03 Jun It’s not just about Google – Alluring Visual Contrasts for Landing Page Conversions
A visually alluring Landing Page Design can be important for two reasons. For one it is likely to be your first and best opportunity to start a conversation with your visitor. Next, it can receive visitor traffic from a narrowly defined channel through a single call to action image.
Awareness of the ‘vocabulary’ of design is then the first logical step in creating that successful seamless blend of graphic arts, technology, and psychology. And here, the need to understand how to use visual relationships to our advantage.
Visual Relationships: How we See
Creating an appropriate landing page personality requires the use of colors, shapes, images, patterns, cues, and more, to ‘say’ the right thing to your audience. For that matter, whenever we attempt to make sense of information visually, we observe similarities and differences in what we are seeing. This is what provides the emotional impact or your instinctual response to what you see.
But understanding the psychological manner in which we group visual information is not enough if we want to be able to communicate a specific message. In order to do that, we need to know what communicates with your audience and directs them to your intended conversion goal.
Exploring Contrast in Communication
One of the best tools to create a standout design is contrast. Here we try to understand some fundamental elements of design through an eye of Visual Contrast (and photography) that will help you grab your visitor’s attention.
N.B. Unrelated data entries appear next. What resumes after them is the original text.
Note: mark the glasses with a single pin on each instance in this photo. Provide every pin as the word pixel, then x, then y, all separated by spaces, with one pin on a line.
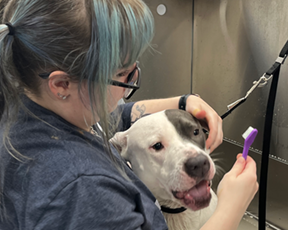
pixel 133 81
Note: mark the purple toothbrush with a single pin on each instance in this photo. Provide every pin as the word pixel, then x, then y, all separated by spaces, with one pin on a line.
pixel 249 137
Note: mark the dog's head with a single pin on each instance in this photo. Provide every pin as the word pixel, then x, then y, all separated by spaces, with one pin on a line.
pixel 167 152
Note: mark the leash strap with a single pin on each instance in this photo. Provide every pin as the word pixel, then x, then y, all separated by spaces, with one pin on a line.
pixel 172 210
pixel 273 71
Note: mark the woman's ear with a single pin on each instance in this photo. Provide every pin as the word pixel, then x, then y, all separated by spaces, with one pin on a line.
pixel 59 84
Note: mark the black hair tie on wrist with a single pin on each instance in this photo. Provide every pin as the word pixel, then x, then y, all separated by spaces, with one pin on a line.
pixel 11 29
pixel 182 101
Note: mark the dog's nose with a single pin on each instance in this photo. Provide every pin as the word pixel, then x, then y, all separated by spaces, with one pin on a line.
pixel 197 166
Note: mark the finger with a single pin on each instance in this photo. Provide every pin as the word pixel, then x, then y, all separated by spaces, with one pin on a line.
pixel 218 136
pixel 238 167
pixel 250 165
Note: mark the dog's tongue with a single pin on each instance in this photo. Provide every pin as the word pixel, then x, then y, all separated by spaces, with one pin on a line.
pixel 197 197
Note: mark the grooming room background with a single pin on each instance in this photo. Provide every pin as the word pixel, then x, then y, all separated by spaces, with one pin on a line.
pixel 217 48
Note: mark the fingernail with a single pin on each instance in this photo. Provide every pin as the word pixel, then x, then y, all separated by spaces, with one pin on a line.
pixel 195 111
pixel 241 160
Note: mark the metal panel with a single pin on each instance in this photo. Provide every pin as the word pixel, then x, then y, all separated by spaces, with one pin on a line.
pixel 167 70
pixel 235 42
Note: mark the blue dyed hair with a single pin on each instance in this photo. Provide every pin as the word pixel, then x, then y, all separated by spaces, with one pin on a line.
pixel 88 39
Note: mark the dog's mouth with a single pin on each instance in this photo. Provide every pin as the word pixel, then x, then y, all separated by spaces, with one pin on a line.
pixel 197 197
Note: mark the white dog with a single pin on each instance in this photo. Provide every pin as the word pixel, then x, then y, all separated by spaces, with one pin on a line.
pixel 167 152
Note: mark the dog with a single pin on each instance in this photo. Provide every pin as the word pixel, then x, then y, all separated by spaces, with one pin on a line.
pixel 167 152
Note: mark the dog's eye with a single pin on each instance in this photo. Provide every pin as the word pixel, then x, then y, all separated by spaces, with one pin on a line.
pixel 158 146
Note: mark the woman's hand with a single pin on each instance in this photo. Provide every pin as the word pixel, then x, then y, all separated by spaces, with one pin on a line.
pixel 238 186
pixel 202 111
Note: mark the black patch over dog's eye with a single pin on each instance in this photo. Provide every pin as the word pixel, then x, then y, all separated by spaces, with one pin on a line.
pixel 158 146
pixel 196 132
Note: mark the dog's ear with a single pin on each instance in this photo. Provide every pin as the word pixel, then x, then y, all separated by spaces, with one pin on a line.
pixel 119 141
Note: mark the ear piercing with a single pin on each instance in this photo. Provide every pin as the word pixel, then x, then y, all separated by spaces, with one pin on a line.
pixel 62 96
Using the dark/light contrasts to create interesting compositions has been an artistic theme since the early 1900’s. Beyond just appearing elegant, dark-light website designs can also elicit more emotional responses than standard light designs, making them ideal for creative projects.
In this picture your eye directly discerns towards the lit view outside the window. The dark background adds depth to the design.
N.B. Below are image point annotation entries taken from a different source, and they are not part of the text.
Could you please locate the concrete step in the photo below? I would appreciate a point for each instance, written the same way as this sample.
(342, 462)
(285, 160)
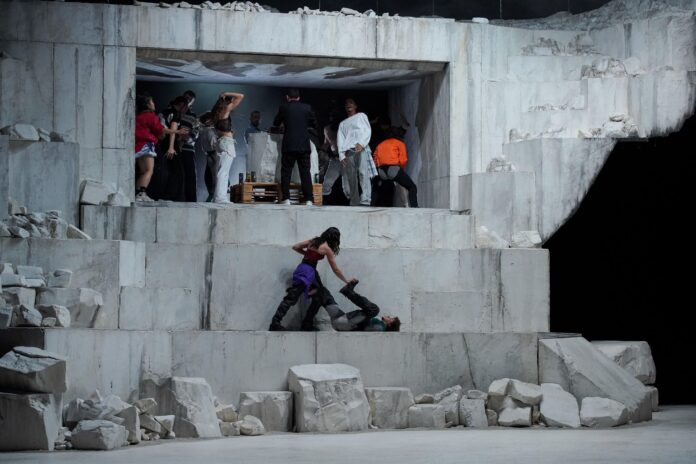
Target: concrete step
(102, 265)
(198, 223)
(233, 362)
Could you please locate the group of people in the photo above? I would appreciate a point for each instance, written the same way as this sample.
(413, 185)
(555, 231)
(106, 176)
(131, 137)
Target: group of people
(165, 148)
(165, 151)
(306, 281)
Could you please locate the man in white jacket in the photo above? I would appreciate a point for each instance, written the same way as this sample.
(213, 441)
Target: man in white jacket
(354, 153)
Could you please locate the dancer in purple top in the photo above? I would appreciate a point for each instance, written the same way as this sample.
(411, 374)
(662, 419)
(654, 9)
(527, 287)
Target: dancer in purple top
(305, 275)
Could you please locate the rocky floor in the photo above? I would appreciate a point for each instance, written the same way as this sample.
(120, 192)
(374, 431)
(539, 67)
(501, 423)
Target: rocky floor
(669, 438)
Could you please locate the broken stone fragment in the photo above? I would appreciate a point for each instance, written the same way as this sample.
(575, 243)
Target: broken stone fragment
(425, 398)
(26, 316)
(60, 278)
(131, 421)
(76, 233)
(602, 412)
(389, 406)
(449, 400)
(30, 369)
(227, 413)
(99, 435)
(525, 393)
(29, 421)
(274, 409)
(472, 412)
(328, 398)
(426, 415)
(558, 408)
(251, 426)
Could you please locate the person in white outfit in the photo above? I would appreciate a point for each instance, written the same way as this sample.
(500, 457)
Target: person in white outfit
(354, 153)
(226, 153)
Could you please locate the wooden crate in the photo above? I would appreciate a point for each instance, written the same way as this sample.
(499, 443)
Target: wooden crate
(269, 192)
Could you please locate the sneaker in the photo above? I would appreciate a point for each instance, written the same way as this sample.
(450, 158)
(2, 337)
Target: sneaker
(350, 285)
(142, 196)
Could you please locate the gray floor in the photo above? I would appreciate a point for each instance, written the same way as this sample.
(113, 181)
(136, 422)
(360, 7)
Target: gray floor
(669, 438)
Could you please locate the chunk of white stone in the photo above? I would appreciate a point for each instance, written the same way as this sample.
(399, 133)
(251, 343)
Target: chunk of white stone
(190, 399)
(426, 415)
(14, 280)
(60, 278)
(94, 193)
(526, 393)
(526, 239)
(654, 396)
(558, 408)
(251, 426)
(230, 429)
(635, 357)
(328, 398)
(145, 404)
(76, 233)
(274, 409)
(492, 417)
(26, 316)
(19, 296)
(602, 412)
(472, 412)
(477, 395)
(84, 304)
(227, 413)
(29, 421)
(30, 369)
(449, 400)
(98, 435)
(389, 406)
(131, 421)
(425, 398)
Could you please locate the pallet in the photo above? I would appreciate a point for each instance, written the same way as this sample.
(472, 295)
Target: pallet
(269, 192)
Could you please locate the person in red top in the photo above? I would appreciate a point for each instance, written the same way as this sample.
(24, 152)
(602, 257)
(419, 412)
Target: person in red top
(148, 130)
(390, 158)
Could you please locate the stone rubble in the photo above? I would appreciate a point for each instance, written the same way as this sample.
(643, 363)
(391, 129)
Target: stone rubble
(274, 409)
(328, 398)
(602, 412)
(389, 406)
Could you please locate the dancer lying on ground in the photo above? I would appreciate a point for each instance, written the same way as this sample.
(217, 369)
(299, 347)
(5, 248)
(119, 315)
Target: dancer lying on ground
(305, 275)
(363, 319)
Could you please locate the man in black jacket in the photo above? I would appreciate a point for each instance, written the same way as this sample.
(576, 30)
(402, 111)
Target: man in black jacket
(297, 118)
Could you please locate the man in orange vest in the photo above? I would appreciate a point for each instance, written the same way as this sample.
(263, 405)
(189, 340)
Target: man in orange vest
(390, 158)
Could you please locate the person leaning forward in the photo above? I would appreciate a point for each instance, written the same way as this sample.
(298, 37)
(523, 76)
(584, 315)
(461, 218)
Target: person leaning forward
(297, 118)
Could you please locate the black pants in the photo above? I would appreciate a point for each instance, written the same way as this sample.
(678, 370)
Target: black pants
(398, 175)
(188, 158)
(287, 163)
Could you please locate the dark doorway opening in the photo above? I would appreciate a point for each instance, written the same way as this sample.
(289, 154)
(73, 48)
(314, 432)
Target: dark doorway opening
(622, 266)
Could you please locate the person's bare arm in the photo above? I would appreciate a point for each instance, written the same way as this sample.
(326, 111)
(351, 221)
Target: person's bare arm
(301, 247)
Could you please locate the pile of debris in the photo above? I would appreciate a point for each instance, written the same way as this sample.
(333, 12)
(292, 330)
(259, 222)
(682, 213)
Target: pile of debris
(23, 224)
(31, 298)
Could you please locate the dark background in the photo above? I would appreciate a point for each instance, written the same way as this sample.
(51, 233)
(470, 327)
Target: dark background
(457, 9)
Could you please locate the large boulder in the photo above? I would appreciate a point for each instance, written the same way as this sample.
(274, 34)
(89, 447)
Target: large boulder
(190, 399)
(328, 398)
(558, 407)
(635, 357)
(274, 409)
(389, 406)
(98, 435)
(32, 369)
(581, 369)
(426, 415)
(472, 412)
(602, 412)
(29, 421)
(449, 400)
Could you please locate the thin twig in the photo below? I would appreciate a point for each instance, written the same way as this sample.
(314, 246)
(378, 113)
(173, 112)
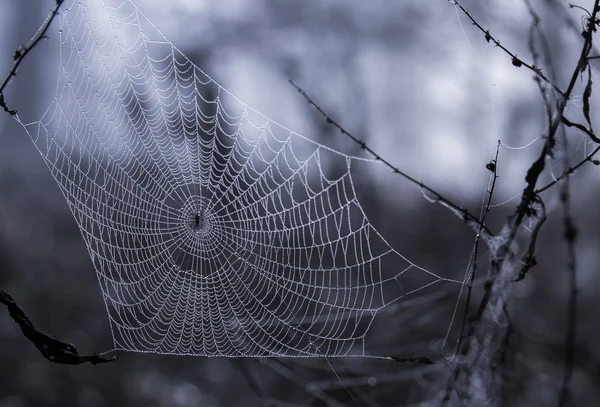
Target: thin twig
(493, 167)
(22, 52)
(514, 59)
(570, 234)
(466, 215)
(571, 170)
(51, 348)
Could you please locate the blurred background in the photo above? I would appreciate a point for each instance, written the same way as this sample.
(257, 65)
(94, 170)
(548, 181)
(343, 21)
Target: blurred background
(422, 86)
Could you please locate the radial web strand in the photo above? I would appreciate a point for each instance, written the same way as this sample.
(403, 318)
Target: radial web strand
(212, 229)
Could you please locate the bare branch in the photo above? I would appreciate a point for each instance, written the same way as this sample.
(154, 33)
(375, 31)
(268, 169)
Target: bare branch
(51, 348)
(22, 52)
(466, 215)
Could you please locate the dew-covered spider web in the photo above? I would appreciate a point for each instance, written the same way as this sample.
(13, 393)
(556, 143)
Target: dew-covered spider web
(213, 230)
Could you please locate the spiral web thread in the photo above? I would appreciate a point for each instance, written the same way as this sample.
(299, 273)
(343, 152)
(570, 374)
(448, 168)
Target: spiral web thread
(213, 230)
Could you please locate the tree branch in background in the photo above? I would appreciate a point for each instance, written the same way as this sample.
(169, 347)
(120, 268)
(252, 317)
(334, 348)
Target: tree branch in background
(514, 59)
(51, 348)
(465, 214)
(22, 51)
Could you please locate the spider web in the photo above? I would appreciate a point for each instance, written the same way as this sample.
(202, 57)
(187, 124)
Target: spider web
(213, 230)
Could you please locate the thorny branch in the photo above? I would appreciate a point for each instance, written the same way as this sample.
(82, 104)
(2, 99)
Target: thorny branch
(494, 295)
(22, 52)
(514, 59)
(466, 215)
(51, 348)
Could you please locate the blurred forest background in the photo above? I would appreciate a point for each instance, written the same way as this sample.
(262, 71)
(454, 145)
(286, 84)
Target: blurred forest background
(421, 85)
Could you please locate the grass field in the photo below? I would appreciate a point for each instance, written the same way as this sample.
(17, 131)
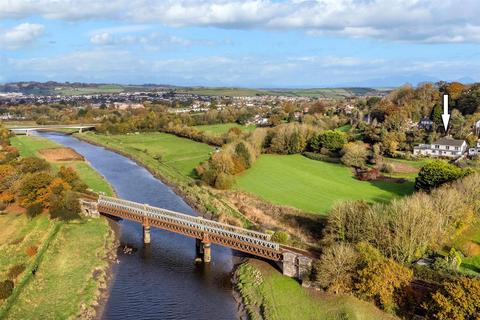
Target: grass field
(311, 185)
(219, 129)
(29, 146)
(68, 275)
(281, 297)
(181, 154)
(71, 259)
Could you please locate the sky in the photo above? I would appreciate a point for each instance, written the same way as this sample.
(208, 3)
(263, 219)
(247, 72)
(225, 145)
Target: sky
(249, 43)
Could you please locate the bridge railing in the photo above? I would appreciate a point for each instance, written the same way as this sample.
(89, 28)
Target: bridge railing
(199, 223)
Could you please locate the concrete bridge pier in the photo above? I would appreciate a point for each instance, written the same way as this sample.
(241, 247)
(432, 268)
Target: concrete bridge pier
(203, 251)
(146, 234)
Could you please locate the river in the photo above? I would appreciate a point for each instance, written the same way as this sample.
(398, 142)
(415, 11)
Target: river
(159, 281)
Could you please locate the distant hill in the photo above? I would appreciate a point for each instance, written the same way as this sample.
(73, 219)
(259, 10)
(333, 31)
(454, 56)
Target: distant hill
(69, 89)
In Web Designs finding the perfect contrast means balancing the darkness of the background with the lightness of the text. A good process to follow is to add essential content first and then bring in design elements as needed making sure the layout is not being over-powered. But again, they’re not suitable for every site.
Contrast in Colour
Experts who have researched the way colors interact with each other would often say that color must blend. However, blending could be contrasting as well.
Here is an example of a complimentary color photograph. Notice how the two dominant colors of this photography are orange and blue.
The visually dominant colour red-orange gets noticed the most for it creates a center of interest in a layout and determines where the story begins.
Using other such contrasting complementary colours you can create a similar dramatic image since each color makes the other color appear more active. When placed side by side, they intensify each other, but are seldom used in equal amounts.
Contrast of Size
Of equal importance is the contrast of size to a web page layout. Images or items can also be added to contrast in size to create a variety in style.
Some experts rely on contrast in size when they do not have the option of adding it with colors.
In Web Design, big headings are a great way to establish hierarchy within the content of a website.
Contrast in Repetition
When you repeat some aspect of the design throughout each page and throughout the site, it reinforces communication and ultimately helps the reader understand.
It is most effective when it is not over done. Repetition of colors, textures, fonts, thickness of lines, and white space unify your piece. Try to keep your theme consistent by using similar elements to strengthen your work.
Designers want to make things different. Surfers want predictability. It is a synchronistic validation of these two elements which ultimately works for both.